Türkiye, Halkların Demokratik Partisi (HDP) adında yeni bir siyasi partiye sahip oldu. Bu gelişmeyi nasıl değerlendiriyorsunuz?

Türkiye’de ciddi bir muhalefet eksikliği var. Farklı kimlik, anlayış ve düşüncelerin bir araya gelmesini sağlayacak bir oluşuma ihtiyaç var. HDP bir başlangıçtır. Önemli ve umut verici bir başlangıçtır. HDP’yi, tüm kesimlerin muhalefetini toparlayacak bir oluşum olarak değerlendiriyorum. Türkiye’nin demokratikleşmesi açısından olumlu katkıları olacağını düşünüyorum. Kürt muhalefeti, Türkiye’deki muhalif güçlerle bir araya gelip Türkiye’nin demokratikleşmesi mücadelesini yürütme konusunda kararlıdır. 21 Mart’ta Sayın Öcalan’ın, “Silahlı mücadeleden demokratik siyaset mücadelesine evriliyoruz” çağrısından sonra HDP, hem Kürtler hem Türkiye demokrasisi açısından çok önemlidir.

HDP’nin kısa dönem hedefleri konusunda neler düşünüyorsunuz?

Özellikle kısa vadede, biliyorsunuz seçimler var. Türkiye’de Batı’da HDP listelerinden girecek olan adaylar Türkiye demokratikleşmesine yeni bir umut açacaklar ve bu umut ışığı da giderek büyüyecek. Daha sonra ise genel seçimler var. Ama HDP’nin temel amacı seçim değildir. Biz, seçimden öte Türkiye’deki demokrasinin gelişmesini, halkların ve inançların arzuladığı bir Türkiye’de yaşama projesi olarak değerlendiriyorum.

“BARIŞ, O KADAR GÜZEL VE TATLI Kİ”

‘Demokratikleşme Süreci’ hakkında neler söyleyebilirsiniz?
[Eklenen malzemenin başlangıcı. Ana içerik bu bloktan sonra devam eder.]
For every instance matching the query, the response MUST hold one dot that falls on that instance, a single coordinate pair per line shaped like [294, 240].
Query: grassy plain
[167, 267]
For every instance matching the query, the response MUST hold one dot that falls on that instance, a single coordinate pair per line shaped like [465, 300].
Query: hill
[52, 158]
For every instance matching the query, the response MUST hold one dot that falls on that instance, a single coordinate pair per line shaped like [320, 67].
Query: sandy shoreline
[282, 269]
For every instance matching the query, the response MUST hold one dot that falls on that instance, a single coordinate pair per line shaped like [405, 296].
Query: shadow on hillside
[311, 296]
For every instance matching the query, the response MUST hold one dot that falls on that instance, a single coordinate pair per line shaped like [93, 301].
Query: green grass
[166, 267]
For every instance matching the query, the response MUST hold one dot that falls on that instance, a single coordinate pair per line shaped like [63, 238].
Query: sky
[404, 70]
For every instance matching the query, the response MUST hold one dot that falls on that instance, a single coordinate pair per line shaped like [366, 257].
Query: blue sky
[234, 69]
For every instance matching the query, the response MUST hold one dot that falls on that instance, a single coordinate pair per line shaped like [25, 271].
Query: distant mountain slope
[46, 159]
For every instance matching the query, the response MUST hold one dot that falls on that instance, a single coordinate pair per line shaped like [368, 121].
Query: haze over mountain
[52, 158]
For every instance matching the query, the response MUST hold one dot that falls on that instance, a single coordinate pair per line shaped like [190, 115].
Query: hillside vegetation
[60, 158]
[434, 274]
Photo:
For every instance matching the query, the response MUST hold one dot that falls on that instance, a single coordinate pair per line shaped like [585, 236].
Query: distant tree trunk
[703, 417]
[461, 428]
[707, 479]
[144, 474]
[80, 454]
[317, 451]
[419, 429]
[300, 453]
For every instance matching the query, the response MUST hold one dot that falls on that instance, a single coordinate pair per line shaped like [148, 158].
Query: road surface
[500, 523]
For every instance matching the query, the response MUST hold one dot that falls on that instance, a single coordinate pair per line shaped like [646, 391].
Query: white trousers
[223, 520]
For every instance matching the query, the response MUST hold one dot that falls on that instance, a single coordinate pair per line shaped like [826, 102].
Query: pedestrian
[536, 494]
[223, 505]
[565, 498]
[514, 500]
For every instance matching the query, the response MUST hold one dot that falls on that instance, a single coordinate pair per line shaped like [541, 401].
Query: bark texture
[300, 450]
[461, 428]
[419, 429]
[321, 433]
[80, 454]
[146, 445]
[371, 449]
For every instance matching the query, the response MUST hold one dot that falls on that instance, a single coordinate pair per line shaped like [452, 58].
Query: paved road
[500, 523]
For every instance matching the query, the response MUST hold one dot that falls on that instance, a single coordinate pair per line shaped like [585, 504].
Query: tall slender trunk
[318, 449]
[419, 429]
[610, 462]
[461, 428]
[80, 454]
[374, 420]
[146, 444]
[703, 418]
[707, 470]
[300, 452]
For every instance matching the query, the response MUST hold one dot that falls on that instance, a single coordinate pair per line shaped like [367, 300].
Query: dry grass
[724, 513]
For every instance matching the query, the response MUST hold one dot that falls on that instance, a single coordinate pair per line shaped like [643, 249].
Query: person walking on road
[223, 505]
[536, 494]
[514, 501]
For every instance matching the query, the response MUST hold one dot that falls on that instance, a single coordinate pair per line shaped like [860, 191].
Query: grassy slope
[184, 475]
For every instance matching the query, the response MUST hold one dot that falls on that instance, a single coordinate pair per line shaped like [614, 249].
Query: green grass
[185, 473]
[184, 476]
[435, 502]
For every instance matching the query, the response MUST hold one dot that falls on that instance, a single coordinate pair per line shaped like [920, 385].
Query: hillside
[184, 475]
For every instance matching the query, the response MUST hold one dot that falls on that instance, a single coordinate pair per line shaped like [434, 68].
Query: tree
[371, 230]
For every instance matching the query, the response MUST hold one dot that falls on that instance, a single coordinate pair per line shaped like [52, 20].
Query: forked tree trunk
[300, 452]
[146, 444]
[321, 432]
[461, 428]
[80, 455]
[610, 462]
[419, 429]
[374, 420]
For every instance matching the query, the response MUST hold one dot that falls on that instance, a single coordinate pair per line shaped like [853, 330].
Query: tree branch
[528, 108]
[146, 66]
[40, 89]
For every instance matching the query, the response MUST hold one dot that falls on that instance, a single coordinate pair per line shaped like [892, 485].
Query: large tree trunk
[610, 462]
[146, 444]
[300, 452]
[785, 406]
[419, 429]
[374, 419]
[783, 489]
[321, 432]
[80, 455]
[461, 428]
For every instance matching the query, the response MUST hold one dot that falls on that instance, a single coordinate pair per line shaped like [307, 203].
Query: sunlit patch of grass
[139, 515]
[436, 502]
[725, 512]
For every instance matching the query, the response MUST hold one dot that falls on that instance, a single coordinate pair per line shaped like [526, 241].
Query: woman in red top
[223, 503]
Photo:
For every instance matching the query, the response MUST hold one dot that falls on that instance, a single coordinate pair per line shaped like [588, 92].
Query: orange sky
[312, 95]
Ben, bütün olumsuz gelişmelere rağmen pozitif bir dönemin geleceğine inanıyorum. Çünkü artık Türkiye’deki halklar, barışın meyvesini yemiştir. Bugün 9-10 aydır herhangi bir gerilla ve asker cenazesinin gelmemesi pozitif bir şeydir. Barış, o kadar güzel ve tatlı ki iktidarlara bırakılmayacak kadar önemli ve değerlidir. İktidarlara rağmen barışı gerçekleştireceğiz. Bu konuda hükümeti de zorlamalıyız, adım atmaya çağırmalıyız. Oyalayıcı bir tarz ve zaman kazanma taktikleri kabul edilemez.

“DUVAR ÖRÜLECEKSE EL-KAİDE’YE ÖRSÜN, HALKLARA DEĞİL”

Rojava sınırında inşa edilen bir duvar var ve BDP Nusaybin belediye başkanı Ayşe Gökkan bunu protesto etmek için açlık grevine başladı. Bu konuda neler söylenebilir?

21. yüzyıl artık ulus devlet mantığının ve sınırların anlamsızlaştığı bir dönem. Bu kadar sınırların anlamsızlaştığı bir süreçte kalkıp sınırlara duvar örmek, aynı halktan insanlar arasına duvar örmek utanç verici. Aslında bu, şunu gösteriyor; Egemenler, Rojava’daki devrimden korkuyor. Hiçbir duvar insanların özgürlük inancını engelleyemeyecektir. Bence bir duvar örülecekse hükümet öncelikle, El-Nusra ve El-Kaide ile arasındaki ilişkilere örsün, halklara değil. Yani El-Nusra ve El-Kaide’ye desteğini çeksin. Onlara sınır tanımayan devlet, özgürlük isteyen halklara sınır koyamaz. Buna gücü yetmez.